If there was anything that fascinated me more than the flying car in the 1968 film, it was the toot sweet. It was not hard to see why I wanted one so badly: I was a nine-year-old with a sweet tooth who could not whistle. However, as a recent newspaper report suggests, few people share this desire or covet a talent for whistling anymore. Whistling, it seems, is no longer as popular a musical and cultural pursuit as it used to be - listening to music on the iPod has become more attractive than whistling while one works. Paul McCartney had once said he knew that the Fab Four had truly succeeded only when he heard the milkman whistling one of their tunes. You might be oblivious of this fact as you opt to listen to the Beatles on your iPod instead of whistling Hold Me Tight or Hey Jude yourself.

The irony is telling, especially in the light of the inextricable links between the physical act of whistling and the making of music. Like whistling, the mastery of several musical instruments involves respiratory strength, control and a use of the mouth and lips. While playing the trombone, the musician's lips on the embouchure hole channel the vocal breath into an air stream by shaping the lips into a slight pucker, as if to say "ooh". Other wind instruments, such as the native American flute, the Japanese shakuhachi and the bansuri, are difficult to master, but also require the deft manipulation of breath and air to produce music. And yet, the discernible lack of ordinary whistlers today makes one wonder what it might mean for the learning of wind instruments. Might it be affected by this reluctance to make music with the mouth?

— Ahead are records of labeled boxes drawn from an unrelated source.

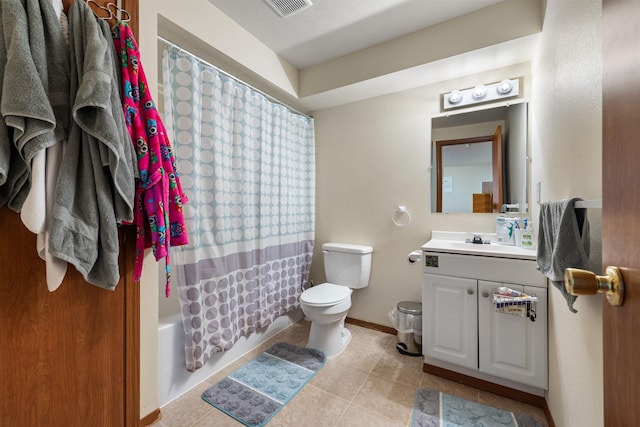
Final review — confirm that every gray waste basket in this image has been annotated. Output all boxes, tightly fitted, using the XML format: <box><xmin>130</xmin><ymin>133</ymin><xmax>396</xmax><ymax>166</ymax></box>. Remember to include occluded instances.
<box><xmin>392</xmin><ymin>301</ymin><xmax>422</xmax><ymax>356</ymax></box>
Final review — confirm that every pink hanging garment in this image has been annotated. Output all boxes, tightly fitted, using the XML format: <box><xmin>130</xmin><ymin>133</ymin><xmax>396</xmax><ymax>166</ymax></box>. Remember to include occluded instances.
<box><xmin>113</xmin><ymin>22</ymin><xmax>188</xmax><ymax>297</ymax></box>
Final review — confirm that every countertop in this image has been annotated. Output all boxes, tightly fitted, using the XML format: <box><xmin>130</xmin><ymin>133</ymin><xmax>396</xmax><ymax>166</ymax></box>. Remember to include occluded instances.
<box><xmin>422</xmin><ymin>231</ymin><xmax>537</xmax><ymax>261</ymax></box>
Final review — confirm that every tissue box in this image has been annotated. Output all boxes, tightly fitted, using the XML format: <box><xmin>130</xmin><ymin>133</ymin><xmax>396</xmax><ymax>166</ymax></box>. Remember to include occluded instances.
<box><xmin>496</xmin><ymin>216</ymin><xmax>518</xmax><ymax>246</ymax></box>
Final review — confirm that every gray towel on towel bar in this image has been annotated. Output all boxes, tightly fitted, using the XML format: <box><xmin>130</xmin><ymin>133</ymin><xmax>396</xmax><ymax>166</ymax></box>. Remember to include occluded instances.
<box><xmin>537</xmin><ymin>198</ymin><xmax>591</xmax><ymax>313</ymax></box>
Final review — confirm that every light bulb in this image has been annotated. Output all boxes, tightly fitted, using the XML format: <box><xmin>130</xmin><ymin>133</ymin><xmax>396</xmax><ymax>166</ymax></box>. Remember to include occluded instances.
<box><xmin>449</xmin><ymin>90</ymin><xmax>462</xmax><ymax>104</ymax></box>
<box><xmin>497</xmin><ymin>80</ymin><xmax>513</xmax><ymax>95</ymax></box>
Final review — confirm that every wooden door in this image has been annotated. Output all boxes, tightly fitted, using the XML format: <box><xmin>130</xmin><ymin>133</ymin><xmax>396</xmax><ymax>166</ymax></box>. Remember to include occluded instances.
<box><xmin>0</xmin><ymin>0</ymin><xmax>140</xmax><ymax>427</ymax></box>
<box><xmin>604</xmin><ymin>0</ymin><xmax>640</xmax><ymax>427</ymax></box>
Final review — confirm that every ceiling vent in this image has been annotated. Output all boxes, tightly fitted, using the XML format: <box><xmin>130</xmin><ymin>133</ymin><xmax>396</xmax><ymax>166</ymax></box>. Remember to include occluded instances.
<box><xmin>264</xmin><ymin>0</ymin><xmax>312</xmax><ymax>18</ymax></box>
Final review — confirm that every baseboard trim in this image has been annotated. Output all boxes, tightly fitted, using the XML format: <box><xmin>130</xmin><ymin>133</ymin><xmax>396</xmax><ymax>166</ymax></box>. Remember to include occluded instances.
<box><xmin>422</xmin><ymin>363</ymin><xmax>547</xmax><ymax>410</ymax></box>
<box><xmin>345</xmin><ymin>317</ymin><xmax>398</xmax><ymax>335</ymax></box>
<box><xmin>140</xmin><ymin>408</ymin><xmax>162</xmax><ymax>427</ymax></box>
<box><xmin>542</xmin><ymin>399</ymin><xmax>556</xmax><ymax>427</ymax></box>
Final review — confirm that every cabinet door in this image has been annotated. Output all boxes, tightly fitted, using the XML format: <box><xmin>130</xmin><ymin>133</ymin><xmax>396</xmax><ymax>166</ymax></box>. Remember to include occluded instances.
<box><xmin>422</xmin><ymin>274</ymin><xmax>478</xmax><ymax>369</ymax></box>
<box><xmin>478</xmin><ymin>280</ymin><xmax>547</xmax><ymax>390</ymax></box>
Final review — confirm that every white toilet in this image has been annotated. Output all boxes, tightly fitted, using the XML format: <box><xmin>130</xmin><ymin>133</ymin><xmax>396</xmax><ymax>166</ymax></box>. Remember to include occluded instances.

Whistling has long been considered jaunty behaviour, a sign of cockiness; men who whistle are often said to possess devil-may-care attitudes. While it is certainly objectionable in the context of men whistling at women with an intent to harass them, would it be fair to extend such censure to the act of whistling music - an act so closely linked in nature to love and courtship? (Or think of the sinisterness of the low whistling at night in Holmes's "The Speckled Band".)

It has been suggested that the dwindling numbers of postmen, milkmen and newspaper delivery boys (jobs traditionally associated with whistling), as well as the growing popularity of the cell phone and iPod, may be to blame for the demise of whistling. But there still exist "whistled languages" like the one found in Oaxaca in Mexico, or Spain's Silbo Gomero, which are developed, nuanced and practised by large communities. The Silbo Gomero involves whistling in Spanish. It replaces consonants and vowels with whistling; the tone of the whistle and its continuity or interruption are what distinguishes each syllable from the other. It is taught in schools and can even help to identify a whistler's origin according to the language's local variant. That is why most of the people, especially the youth, in La Gomera in the Canary Islands use it. Instances of such language systems endure even in Europe, where one would expect the rapid pace of linguistic evolution to have long rendered whistled languages extinct.

In Sittingbourne in England, Dale Howting is known as the "whistling postman". A woman had once complained to the post office that Howting's early-morning whistling disturbed her. The postmaster had to ask Howting to stop. However, his other customers noticed the absence of his whistling, and demanded that he begin again. Perhaps Catherine Bott, who explored the art of whistling in the BBC Radio 4 programme, The Whistling Woman, is not too far off the mark when she says that whistling has "got more of a future" than she imagined. It is, above all, a lot of fun; as Lauren Bacall had put it, all you have to do is "put your lips together and blow". Now in his 80s, Howting is not a postman anymore, but he still whistles.